= Oscar Fritschi =

Swiss politician (1939–2016)

Oscar Fritschi

Oscar Fritschi (25 February 1939 – 8 January 2016) was a Swiss politician (FDP).

==Biography==
Fritschi was born on 25 February 1939 in Winterthur, Switzerland. He grew up as the son of a liberal Superintendent of the textile industry. He completed a history degree at the University of Zurich and received a doctorate. He subsequently worked as a high school teacher and wrote reports of party meetings for the Neue Zürcher Zeitung (NZZ).

In 1965, Fritschi was appointed by the then cantonal party president and editor of the NZZ Ernst Bieri to party secretary for the canton and city of Zürich. In 1972, Fritschi became editor in chief for the Zürcher Oberland.

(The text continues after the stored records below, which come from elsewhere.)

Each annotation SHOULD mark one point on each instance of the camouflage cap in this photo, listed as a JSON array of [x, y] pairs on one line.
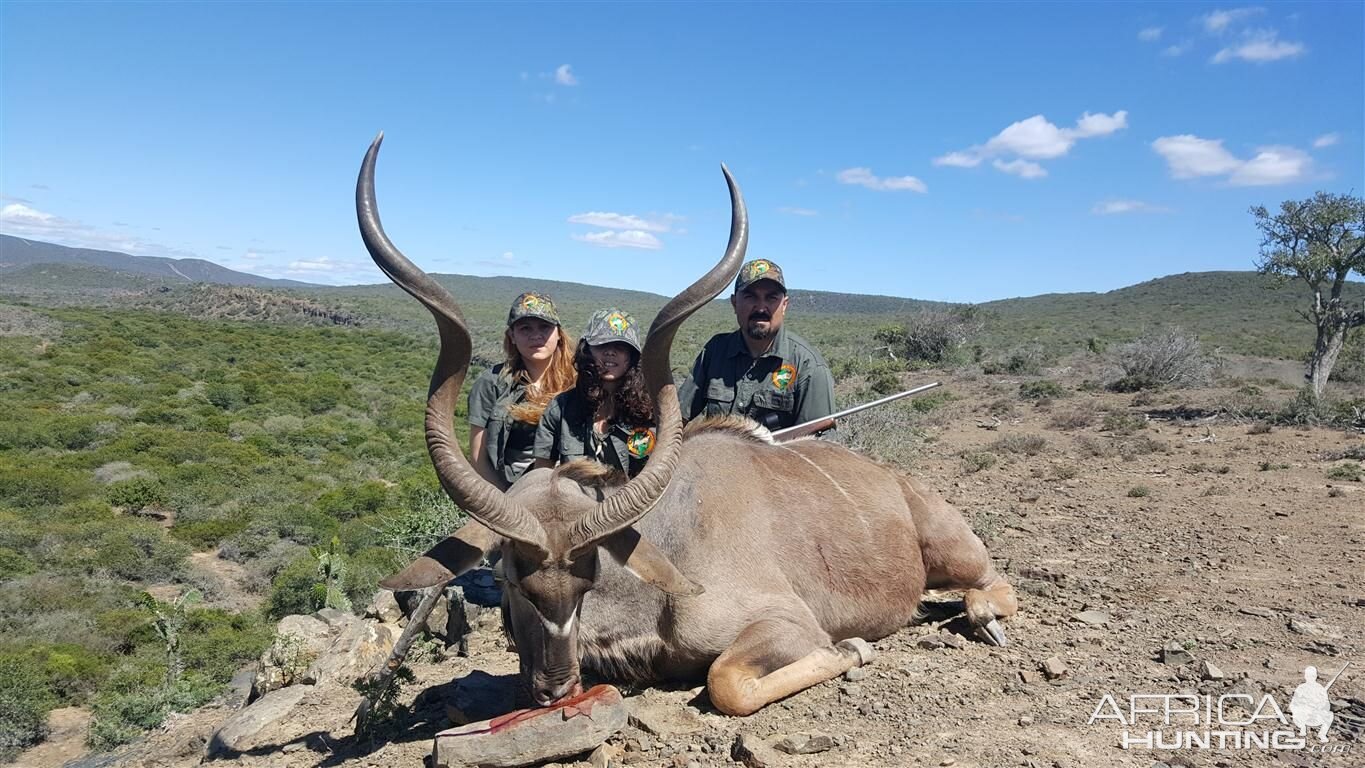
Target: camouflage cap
[[612, 325], [756, 270], [533, 304]]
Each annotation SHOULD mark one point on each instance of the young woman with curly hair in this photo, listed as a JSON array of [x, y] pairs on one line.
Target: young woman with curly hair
[[608, 415], [507, 401]]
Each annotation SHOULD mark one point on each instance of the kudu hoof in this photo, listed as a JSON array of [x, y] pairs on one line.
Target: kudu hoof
[[993, 633], [866, 654]]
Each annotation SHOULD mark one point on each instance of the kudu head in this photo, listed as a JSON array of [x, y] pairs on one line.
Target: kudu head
[[550, 525]]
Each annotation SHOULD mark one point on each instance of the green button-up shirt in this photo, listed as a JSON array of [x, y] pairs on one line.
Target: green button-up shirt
[[507, 441], [567, 433], [789, 385]]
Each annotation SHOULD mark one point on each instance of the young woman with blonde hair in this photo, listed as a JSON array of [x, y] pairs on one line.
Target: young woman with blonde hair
[[507, 401]]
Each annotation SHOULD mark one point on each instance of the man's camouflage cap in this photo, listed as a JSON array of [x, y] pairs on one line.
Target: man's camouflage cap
[[533, 304], [756, 270], [612, 325]]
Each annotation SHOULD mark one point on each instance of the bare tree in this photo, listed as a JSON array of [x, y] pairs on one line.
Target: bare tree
[[1319, 240]]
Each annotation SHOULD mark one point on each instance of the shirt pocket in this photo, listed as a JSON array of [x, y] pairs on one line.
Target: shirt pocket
[[769, 400], [720, 397]]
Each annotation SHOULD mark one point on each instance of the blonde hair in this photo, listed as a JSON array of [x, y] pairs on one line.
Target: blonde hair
[[560, 375]]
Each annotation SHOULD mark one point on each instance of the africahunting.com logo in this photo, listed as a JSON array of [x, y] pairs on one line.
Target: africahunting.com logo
[[1234, 720]]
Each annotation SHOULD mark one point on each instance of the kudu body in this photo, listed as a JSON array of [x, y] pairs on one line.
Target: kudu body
[[762, 566]]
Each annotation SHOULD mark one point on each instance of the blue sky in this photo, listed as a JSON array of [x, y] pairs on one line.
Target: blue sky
[[950, 152]]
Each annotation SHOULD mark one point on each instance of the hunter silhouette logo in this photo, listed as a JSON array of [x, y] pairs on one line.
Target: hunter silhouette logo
[[784, 377], [1231, 720], [640, 442]]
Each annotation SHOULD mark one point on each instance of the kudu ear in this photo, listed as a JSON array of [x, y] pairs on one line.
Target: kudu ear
[[647, 562], [456, 554]]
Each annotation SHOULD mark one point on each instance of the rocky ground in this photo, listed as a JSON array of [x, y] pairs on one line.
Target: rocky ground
[[1156, 546]]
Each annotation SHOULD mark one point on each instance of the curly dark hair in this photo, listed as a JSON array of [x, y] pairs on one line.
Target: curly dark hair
[[632, 401]]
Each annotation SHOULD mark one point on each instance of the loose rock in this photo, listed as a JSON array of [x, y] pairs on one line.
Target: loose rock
[[804, 744], [243, 731], [1054, 669], [1092, 618], [534, 735]]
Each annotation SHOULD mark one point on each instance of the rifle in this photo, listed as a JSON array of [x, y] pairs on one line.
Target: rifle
[[821, 424]]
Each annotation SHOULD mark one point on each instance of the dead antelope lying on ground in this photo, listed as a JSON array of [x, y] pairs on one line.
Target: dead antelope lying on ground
[[763, 566]]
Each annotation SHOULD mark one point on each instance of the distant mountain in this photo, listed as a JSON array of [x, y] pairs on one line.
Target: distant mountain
[[18, 253]]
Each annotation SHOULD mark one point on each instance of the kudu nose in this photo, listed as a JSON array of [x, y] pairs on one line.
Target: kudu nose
[[546, 695]]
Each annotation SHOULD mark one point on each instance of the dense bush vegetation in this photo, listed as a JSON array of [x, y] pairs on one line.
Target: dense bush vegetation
[[131, 439]]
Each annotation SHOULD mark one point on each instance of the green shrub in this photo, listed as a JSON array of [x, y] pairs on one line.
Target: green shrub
[[137, 494], [292, 589], [1122, 423], [1042, 389]]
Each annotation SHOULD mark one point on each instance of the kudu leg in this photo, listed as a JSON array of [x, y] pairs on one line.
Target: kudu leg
[[954, 558], [773, 659]]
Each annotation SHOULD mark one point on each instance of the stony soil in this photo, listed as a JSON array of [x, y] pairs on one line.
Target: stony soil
[[1196, 529]]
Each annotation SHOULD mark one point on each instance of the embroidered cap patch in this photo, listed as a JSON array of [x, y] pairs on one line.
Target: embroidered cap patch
[[640, 442]]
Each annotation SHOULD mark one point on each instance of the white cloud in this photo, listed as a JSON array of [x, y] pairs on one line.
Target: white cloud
[[1260, 48], [19, 214], [1111, 208], [1021, 168], [1218, 22], [1178, 49], [1272, 165], [1326, 141], [623, 221], [864, 178], [1035, 138], [1190, 157], [958, 160], [1091, 126], [621, 239]]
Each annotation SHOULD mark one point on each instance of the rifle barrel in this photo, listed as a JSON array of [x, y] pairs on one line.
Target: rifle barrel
[[778, 434]]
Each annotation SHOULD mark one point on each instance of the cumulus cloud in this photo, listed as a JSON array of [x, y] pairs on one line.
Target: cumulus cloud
[[1192, 157], [1189, 156], [1031, 139], [621, 221], [1111, 208], [864, 178], [1218, 22], [1260, 48], [1021, 168], [621, 239]]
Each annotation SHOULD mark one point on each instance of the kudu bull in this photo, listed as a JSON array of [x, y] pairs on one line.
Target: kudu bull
[[759, 565]]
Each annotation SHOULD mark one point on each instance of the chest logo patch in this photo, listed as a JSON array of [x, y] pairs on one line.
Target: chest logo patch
[[784, 377], [640, 442]]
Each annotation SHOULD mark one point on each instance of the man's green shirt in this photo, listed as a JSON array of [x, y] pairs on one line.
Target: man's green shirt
[[789, 385]]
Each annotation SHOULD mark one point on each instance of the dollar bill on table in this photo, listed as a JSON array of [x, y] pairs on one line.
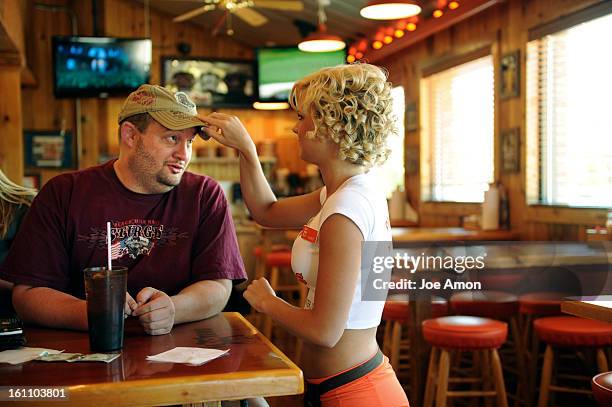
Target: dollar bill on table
[[98, 357], [60, 357]]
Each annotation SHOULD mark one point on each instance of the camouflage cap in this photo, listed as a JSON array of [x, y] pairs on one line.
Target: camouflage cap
[[174, 111]]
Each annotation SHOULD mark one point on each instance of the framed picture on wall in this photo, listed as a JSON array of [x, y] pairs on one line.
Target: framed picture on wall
[[31, 180], [211, 82], [510, 81], [510, 150], [48, 149], [412, 160]]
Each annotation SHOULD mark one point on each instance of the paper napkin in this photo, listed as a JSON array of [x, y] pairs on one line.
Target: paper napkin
[[190, 356]]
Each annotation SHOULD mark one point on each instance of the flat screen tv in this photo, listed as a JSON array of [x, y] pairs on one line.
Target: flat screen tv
[[279, 68], [99, 66]]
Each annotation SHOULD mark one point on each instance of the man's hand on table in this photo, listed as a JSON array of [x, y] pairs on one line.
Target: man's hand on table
[[155, 311]]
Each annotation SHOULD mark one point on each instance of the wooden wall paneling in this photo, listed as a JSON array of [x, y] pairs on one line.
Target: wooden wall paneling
[[40, 109], [11, 130]]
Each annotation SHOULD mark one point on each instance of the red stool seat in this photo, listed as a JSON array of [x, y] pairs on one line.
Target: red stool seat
[[487, 304], [397, 308], [541, 303], [602, 388], [573, 331], [465, 332], [278, 259], [497, 281]]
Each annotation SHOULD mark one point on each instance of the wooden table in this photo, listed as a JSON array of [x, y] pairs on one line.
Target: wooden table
[[599, 308], [421, 234], [253, 367]]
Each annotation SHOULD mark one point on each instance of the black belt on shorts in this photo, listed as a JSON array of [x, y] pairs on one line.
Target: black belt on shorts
[[312, 398]]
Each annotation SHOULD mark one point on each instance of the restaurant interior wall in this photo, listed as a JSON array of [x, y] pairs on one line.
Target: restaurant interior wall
[[503, 28], [124, 18]]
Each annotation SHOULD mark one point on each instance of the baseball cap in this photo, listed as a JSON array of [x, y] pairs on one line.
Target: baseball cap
[[173, 110]]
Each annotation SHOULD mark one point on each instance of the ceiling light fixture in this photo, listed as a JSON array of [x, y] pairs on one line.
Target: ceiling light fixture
[[390, 9], [271, 105], [321, 41]]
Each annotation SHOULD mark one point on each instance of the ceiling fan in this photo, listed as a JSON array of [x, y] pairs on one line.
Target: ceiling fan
[[243, 9]]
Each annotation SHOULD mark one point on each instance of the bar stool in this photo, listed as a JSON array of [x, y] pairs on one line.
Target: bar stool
[[501, 306], [531, 306], [602, 389], [566, 331], [482, 337], [396, 315]]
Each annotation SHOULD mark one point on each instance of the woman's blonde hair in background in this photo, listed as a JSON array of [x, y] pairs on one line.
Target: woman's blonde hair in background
[[352, 105], [11, 196]]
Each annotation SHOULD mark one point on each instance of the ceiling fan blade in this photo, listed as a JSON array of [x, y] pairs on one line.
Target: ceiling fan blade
[[251, 16], [219, 24], [280, 4], [193, 13]]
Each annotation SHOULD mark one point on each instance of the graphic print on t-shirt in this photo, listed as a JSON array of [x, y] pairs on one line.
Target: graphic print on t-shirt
[[133, 237]]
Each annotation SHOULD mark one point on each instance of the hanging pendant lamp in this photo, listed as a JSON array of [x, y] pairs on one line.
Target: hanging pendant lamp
[[320, 40], [390, 9]]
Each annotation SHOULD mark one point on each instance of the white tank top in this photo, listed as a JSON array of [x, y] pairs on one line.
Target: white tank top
[[362, 202]]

From 1986 to 1992, Fritschi was president of the FDP of the canton of Zürich. From 1991 to 1992, he was a member of the Cantonal Council of the Canton of Zürich. On November 25, 1991, he was in the National Assembly elected and had there a seat in the Security Policy, the Political Institutions and the Drafting Committee. In the 1999 parliamentary elections, he no longer had support, and therefore resigned December 5, 1999, the Grand Chamber of. After that, he was president of the European Conference on Human Rights and self-determination.

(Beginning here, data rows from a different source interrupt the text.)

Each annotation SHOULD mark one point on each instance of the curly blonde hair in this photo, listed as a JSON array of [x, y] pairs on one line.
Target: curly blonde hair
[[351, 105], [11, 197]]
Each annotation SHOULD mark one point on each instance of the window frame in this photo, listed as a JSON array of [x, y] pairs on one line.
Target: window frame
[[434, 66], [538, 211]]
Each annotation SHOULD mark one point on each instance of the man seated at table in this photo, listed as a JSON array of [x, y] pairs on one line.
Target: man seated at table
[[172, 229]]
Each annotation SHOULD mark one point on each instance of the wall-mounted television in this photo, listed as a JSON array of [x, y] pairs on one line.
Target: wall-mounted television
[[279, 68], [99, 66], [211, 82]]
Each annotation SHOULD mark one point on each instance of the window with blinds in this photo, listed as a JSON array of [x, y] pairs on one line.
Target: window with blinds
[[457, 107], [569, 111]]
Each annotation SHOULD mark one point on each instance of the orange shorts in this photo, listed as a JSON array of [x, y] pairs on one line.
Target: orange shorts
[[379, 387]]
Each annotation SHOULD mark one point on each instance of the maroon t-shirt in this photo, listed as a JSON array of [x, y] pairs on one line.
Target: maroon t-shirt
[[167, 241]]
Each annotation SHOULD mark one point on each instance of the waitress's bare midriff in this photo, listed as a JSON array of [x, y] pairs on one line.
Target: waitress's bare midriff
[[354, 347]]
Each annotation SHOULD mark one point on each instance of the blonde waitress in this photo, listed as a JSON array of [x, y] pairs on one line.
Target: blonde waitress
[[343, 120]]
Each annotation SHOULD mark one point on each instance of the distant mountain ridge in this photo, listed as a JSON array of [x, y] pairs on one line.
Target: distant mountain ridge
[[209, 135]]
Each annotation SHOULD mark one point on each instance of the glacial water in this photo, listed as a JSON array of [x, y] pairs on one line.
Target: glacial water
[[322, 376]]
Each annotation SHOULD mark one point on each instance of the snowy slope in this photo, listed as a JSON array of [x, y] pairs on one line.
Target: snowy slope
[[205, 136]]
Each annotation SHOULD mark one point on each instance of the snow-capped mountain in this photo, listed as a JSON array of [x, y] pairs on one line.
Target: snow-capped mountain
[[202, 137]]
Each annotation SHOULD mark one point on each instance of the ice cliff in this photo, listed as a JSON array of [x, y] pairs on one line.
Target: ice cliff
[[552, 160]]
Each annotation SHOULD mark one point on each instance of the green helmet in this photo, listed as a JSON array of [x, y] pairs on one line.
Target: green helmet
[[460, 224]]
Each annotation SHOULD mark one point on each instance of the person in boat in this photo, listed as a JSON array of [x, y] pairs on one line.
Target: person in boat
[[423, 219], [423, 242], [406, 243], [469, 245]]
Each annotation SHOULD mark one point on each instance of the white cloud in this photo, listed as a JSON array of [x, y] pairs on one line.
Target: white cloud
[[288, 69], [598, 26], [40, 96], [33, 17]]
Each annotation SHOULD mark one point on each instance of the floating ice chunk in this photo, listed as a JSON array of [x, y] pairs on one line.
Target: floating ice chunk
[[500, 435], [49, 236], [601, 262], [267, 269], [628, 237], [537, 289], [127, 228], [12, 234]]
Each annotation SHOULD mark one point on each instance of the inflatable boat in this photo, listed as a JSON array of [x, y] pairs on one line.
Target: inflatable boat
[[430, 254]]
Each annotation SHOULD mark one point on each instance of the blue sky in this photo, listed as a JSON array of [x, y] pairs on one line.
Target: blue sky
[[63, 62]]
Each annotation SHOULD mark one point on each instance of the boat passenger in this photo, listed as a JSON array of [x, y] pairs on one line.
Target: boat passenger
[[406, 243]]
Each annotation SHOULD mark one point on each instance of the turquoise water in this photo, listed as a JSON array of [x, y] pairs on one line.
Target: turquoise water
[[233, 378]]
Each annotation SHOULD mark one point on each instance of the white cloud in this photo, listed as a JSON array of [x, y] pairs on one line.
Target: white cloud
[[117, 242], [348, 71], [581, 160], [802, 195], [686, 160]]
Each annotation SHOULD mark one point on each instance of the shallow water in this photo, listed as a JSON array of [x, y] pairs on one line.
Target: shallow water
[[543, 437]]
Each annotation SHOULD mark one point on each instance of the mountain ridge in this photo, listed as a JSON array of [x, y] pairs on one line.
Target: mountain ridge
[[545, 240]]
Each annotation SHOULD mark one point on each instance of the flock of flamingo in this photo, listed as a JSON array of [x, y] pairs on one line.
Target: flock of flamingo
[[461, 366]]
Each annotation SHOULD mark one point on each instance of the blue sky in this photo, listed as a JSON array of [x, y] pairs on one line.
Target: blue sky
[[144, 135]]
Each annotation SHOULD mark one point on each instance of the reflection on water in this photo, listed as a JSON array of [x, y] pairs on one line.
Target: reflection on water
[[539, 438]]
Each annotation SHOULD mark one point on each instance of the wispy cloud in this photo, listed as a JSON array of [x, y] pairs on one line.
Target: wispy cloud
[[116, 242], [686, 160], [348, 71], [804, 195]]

Fritschi retired in 2004, but remained Chairman of the Board of the scoreboard of Uster, and worked for the Journal of Zürcher Oberland. He was also appointed to the board of the FDP of the district Hinwil and president of the Foundation for Archaeology and Cultural History in Canton of Zürich.

In the Swiss army, Fritschi was a Colonel. He never married.

Fritschi died on 8 January 2016, following a short stay in a hospital.